The modification and optimization of lead structures is a fundamental concept for modern drug development. This includes the systematic exploration and refinement of the chemical structure to improve its pharmacological properties such as efficacy,
selectivity and metabolic stability. In the first approach, a method for generating synthetically accessible structural analogues was developed, starting with a lead structure, to enable the efficient synthesis of structural analogues during the design-make-test-analysis cycle. For the developed approach, it was decided explicitly not to create new, artificially constructed synthetic pathways, but to leave the selection of a suitable synthetic route to the synthetic chemist and only generate structural analogues that can in theory be produced via the selected pathway. With synthetic pathways that have already been tested in own laboratories and are well established, structural analogues can be generated, that not only have the desired physicochemical properties but can be tested quickly and efficiently in experiments. Desired reactants can be individually selected to favor one’s own library of building blocks or to allow only commercially available ones. The ability of the method not only to create synthetically accessible, property-specific chemical spaces of structural analogues, but also to be used for the analysis of the synthetic effort of molecule series is demonstrated. The concept of synthesizability is based on chemical reactions. Generic reaction patterns are commonly chosen formats to represent chemical reactions so that a computer can read, analyze, and apply them. The correct creation and human understanding of these patterns is essential for the computer to receive the correct instructions. However, these string-based representations are often difficult to read and interpret, even for trained chemists or developers. To support the use and distribution of these representations of chemical reactions and to provide an easy way to understand them, an algorithm for the visualization of chemical reaction patterns has been developed. The simplicity of interpreting reaction patterns using the chosen visualization strategy is explained using various examples. In addition, two common reaction data sets are provided fully visualized.
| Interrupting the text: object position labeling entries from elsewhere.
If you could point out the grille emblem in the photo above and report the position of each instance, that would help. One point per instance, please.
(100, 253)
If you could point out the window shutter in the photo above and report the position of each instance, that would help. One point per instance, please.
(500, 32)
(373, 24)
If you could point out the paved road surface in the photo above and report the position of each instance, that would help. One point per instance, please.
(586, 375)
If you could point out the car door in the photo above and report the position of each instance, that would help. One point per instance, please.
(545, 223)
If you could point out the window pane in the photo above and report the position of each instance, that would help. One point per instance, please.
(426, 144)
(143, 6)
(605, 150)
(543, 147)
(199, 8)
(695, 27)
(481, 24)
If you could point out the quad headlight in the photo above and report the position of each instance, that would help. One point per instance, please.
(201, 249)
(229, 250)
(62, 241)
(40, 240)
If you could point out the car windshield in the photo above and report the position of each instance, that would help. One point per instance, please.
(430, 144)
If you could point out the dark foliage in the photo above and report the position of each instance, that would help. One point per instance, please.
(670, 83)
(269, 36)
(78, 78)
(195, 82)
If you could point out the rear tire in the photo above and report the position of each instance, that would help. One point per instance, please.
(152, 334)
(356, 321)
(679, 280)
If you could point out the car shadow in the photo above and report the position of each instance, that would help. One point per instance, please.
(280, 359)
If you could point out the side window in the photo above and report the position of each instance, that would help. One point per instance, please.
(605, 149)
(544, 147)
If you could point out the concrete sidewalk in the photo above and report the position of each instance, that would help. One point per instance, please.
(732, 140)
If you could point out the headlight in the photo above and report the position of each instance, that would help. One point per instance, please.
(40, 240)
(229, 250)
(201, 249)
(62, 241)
Synthetic routes are typically constructed and adapted by chemists using their extensive knowledge of common synthesis methods and practical experience. This includes careful selection of starting materials, consideration of well-known chemical reactions, and avoidance of structures that are notoriously difficult to synthesize. In a third approach, a method has been developed to modify synthetic routes and adapt them to individual needs and circumstances. Functionality is provided to exchange all structures as well as all reactions in a synthetic pathway. The physicochemical properties of all structures can be influenced. The individual customization options are explained using examples. In addition, a further use case is presented in which the method is used to analyze which scaffold structures from a given set are synthetically accessible for scaffold hopping with a specific target structure.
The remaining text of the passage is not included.